Notice the phrase "This master password is NOT stored on our servers, so your secure data can't be retrieved by anyone but you." Actually, one does not necessarily mean the other, depending on the details.
Consider the following system: A symmetric key is generated on the client software by hashing your master password, hopefully with something reasonably strong like a sufficient number of PBKDF2 rounds. This key will be used to symmetrically encrypt your data, using something like AES-128 or AES-256 depending on how long a key they can generate from your password. That key is then encrypted asymmetrically (RSA, ECC) using a public key provided to your client by the storage service, and transmitted to them along with your encrypted data. The private key of that pair is physically secured in an HSM locked in a vault behind reinforced concrete, layers of authenticated access control and process rules to ensure no single person can ever get to it alone.

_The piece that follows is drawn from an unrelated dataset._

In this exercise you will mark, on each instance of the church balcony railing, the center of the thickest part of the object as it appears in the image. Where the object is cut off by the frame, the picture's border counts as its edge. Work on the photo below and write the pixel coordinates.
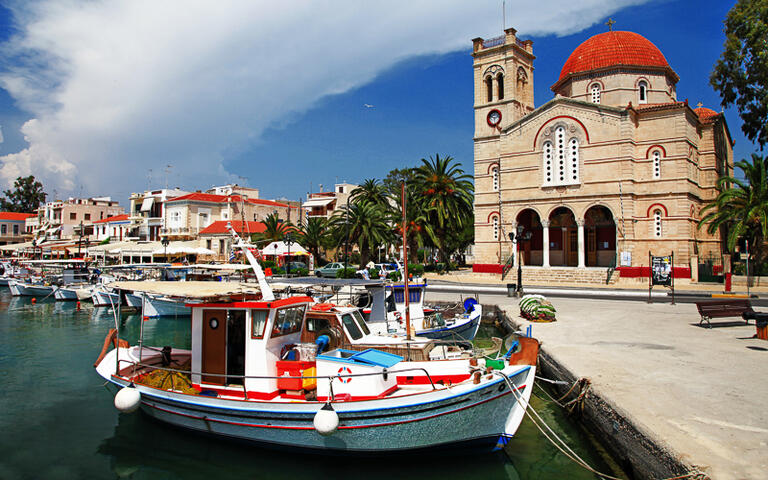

To decrypt your data normally, your master password must be re-hashed in the client software to obtain the symmetric key. If your password is not available because you've taken it to the grave, your next of kin must present your death certificate to the company representatives, who then retrieve a data dump of your account information and stored data from their servers to something portable. They take that into a secured room with access to the HSM vault, pull out the HSM, plug it into the computer, and run your encrypted symmetric key through it, then use the asymmetrically-decrypted key to symmetrically decrypt your data and give it to your family.
Your master password, therefore, is never stored on their servers, true to their word. Similarly, the key needed to decrypt yours is also technically not stored on their servers; it's kept offline to ensure that physical access to the device is required. So, normally, you are the only person who can get to your data. But, in the event of your death, through an audited process, your family can have the storage company retrieve your data.
EDIT FROM COMMENTS: This is just one possibility, and as the comments infer, may be assuming more about the company's actual internal processes than actually exist. The OP asked about the possibility of a system that could have client-side encryption while allowing server-side data recovery and still protecting the user's secret password. This is one such possibility, and I neither assert nor deny that PasswordBox is using anything like it.